To provide the applications access to data stored to memories and storage devices, the operating system typically includes internal software that provides one or more file systems. A file system is a logical construct that defines the manner in which data is stored on media, such as permanent storage devices accessible to the computing system. Typically, the file system components of the operating system operates on discrete portions of data referred to as files and organizes these files into a hierarchical structure for the storage, organization, manipulation and retrieval by the operating system. The hierarchical structure is generally defined in terms of directories (or so-called “folders”) and sub-directories (so-called “sub-folders”). The file system maps various physical areas of the underlying storage devices to the directories and sub-directories of the hierarchical structure and defines which areas are used to store which files and which areas are currently available to store additional files. For example, the file system may store data mapping at least a portion of a file to a particular sector of a hard drive, as well as, other metadata defining the file name, date of file creation, size of the file, and the like.
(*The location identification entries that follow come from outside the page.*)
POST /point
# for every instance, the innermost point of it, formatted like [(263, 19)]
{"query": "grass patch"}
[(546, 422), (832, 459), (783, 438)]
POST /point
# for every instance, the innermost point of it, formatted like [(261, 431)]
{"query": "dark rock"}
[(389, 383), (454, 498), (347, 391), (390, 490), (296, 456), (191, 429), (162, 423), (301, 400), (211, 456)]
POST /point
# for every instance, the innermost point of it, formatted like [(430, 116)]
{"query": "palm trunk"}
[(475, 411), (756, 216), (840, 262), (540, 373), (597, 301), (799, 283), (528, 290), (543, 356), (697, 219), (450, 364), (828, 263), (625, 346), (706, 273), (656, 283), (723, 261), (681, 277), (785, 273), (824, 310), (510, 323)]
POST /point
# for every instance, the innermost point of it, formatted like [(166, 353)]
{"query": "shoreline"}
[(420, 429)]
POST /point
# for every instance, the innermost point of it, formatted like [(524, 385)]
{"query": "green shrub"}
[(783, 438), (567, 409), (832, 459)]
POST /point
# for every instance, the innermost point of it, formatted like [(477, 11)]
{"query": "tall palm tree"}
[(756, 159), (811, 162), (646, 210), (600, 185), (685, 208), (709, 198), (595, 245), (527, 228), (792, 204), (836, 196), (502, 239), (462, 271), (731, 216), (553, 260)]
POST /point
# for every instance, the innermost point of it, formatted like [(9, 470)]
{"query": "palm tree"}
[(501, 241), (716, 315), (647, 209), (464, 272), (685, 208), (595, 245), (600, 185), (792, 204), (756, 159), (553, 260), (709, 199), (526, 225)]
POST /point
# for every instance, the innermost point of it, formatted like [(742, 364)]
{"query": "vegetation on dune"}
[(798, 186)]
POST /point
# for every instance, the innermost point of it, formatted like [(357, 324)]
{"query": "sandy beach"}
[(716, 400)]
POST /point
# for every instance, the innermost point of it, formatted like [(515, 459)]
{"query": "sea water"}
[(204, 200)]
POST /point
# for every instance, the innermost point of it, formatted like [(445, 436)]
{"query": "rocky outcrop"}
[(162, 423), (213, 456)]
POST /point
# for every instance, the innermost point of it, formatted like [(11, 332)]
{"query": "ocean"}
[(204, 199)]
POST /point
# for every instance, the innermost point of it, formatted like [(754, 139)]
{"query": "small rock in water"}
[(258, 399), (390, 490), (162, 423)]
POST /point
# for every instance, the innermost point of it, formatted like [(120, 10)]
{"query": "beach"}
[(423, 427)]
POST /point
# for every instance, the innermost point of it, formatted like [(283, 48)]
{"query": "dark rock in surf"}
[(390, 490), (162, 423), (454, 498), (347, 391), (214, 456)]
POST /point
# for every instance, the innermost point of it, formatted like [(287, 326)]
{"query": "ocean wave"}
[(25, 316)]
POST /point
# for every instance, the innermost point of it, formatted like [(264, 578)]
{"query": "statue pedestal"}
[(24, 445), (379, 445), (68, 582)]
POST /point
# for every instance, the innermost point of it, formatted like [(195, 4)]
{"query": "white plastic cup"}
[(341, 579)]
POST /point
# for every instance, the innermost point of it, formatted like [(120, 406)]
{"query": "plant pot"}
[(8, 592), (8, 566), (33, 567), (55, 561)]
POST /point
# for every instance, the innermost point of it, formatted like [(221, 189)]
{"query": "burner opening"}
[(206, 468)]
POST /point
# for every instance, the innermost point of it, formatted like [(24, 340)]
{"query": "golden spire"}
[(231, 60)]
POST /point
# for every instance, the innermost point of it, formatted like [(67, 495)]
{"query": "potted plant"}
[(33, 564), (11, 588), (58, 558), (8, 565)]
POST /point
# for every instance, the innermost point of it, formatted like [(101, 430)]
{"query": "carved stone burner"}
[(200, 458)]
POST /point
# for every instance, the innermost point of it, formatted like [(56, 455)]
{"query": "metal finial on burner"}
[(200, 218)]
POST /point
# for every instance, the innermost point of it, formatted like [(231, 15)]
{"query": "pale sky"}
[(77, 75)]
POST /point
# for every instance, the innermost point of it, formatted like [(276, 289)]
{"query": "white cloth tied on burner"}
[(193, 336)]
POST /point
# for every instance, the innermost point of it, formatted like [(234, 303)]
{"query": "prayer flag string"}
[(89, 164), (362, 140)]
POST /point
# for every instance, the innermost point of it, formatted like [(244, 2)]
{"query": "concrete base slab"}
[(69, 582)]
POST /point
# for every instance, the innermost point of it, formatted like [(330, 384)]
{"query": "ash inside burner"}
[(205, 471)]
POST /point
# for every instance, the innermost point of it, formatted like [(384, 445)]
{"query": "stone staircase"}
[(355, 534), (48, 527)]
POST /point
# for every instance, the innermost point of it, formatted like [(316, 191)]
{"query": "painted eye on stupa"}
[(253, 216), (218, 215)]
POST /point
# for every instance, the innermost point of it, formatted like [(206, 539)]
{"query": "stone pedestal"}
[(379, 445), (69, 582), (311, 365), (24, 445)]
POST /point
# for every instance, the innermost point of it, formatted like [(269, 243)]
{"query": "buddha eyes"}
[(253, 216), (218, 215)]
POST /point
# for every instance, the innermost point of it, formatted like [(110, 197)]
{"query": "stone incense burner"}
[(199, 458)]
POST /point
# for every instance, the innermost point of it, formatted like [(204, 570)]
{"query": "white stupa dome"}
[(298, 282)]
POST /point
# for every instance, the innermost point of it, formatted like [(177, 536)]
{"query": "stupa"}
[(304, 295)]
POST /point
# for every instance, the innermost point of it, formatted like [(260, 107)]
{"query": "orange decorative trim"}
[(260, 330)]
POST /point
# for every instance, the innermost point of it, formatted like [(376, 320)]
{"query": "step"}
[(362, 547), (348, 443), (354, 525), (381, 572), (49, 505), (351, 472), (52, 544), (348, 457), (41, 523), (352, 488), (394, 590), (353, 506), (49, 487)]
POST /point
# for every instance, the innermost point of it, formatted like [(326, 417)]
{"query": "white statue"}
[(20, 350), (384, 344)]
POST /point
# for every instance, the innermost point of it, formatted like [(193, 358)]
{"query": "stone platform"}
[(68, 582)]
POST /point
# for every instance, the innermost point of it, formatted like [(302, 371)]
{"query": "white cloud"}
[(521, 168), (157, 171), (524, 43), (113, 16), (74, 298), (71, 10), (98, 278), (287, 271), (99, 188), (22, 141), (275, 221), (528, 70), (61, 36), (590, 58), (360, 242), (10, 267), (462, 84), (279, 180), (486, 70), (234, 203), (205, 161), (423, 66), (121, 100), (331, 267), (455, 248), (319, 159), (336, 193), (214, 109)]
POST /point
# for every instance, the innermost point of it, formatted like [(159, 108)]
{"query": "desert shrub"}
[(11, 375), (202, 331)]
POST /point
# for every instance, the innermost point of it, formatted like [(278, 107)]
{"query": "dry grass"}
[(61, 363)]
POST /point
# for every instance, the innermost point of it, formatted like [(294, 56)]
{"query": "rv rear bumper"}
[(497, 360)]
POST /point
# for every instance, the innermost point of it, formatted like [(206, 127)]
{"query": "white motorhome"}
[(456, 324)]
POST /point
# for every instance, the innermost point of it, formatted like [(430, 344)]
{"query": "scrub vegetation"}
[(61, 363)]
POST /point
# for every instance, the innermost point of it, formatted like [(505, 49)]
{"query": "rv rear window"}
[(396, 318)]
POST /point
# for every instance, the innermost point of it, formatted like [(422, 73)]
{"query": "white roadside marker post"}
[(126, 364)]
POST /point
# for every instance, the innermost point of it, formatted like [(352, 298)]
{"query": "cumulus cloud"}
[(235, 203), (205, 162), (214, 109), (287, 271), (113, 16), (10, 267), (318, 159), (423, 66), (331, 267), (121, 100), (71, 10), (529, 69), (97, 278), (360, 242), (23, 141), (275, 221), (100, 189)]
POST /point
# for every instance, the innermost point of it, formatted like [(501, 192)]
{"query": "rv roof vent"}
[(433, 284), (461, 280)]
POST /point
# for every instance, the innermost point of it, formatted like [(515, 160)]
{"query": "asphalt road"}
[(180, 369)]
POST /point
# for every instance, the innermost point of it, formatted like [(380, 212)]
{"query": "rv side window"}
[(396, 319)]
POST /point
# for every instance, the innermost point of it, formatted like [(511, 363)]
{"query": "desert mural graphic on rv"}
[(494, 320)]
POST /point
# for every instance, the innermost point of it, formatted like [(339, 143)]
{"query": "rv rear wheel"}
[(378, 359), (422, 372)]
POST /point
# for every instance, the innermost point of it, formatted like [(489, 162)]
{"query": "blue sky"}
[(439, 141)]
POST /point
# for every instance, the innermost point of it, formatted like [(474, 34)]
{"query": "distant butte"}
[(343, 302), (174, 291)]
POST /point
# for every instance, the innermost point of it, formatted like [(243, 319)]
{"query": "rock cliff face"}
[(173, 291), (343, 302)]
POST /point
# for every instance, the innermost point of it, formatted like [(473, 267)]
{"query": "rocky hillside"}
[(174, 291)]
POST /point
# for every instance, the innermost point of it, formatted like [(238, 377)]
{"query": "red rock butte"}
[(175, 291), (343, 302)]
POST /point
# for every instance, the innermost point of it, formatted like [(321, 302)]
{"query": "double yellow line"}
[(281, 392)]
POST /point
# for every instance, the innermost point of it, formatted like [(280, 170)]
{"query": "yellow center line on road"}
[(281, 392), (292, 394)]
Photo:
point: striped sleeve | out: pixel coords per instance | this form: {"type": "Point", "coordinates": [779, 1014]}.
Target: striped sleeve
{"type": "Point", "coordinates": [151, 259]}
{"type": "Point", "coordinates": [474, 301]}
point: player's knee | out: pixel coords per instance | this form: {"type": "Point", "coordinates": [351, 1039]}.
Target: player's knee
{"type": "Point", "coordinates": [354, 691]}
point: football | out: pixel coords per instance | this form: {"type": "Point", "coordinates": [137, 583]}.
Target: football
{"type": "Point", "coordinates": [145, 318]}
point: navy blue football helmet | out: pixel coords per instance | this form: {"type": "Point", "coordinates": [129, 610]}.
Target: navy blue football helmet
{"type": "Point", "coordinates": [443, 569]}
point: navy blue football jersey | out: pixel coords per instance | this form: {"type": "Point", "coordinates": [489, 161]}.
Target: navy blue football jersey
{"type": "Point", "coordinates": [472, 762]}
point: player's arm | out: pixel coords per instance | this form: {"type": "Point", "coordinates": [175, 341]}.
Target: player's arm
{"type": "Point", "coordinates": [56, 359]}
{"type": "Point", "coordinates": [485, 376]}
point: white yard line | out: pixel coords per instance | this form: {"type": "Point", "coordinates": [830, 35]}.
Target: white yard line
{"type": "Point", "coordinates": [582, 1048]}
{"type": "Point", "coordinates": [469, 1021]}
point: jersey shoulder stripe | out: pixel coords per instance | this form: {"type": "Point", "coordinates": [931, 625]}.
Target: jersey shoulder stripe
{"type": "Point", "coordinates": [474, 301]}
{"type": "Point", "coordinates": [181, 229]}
While operating systems are carefully constructed to provide a secure and consistent operating environment for the software applications, the operating system may experience faults that crash or otherwise prevent successful execution of the operating system. Faults that occur in the file system, for example, due to software errors or so-called “bugs” in the program code providing the file system of the operating system or transient faults in the device hardware, generally lead to total failure of the entire operating system as a result of the importance of the file system to stable execution of the operating system. To illustrate, a fault in the file system code may impact the mapping of data to areas of the memories and storage devices, which may effectively lead to loss of data. Consequently, in response to file system faults or other failures, if handled gracefully, the operating system typically, if handled gracefully, requests that the computing device be restarted to overcome the failure or, if not well handled, shuts down without much in the way of warning, forcing a restart of the computing device. This forced shutdown or restart impacts the usability of the computing device. In addition, the current state of software applications being executed by the operating system, as well as, some incremental user data not yet written to the storage devices may be lost. The operating system may attempt data recovery operations in an attempt to recover this lost application state data and incremental user data but these recovery operations are usually only partially successful.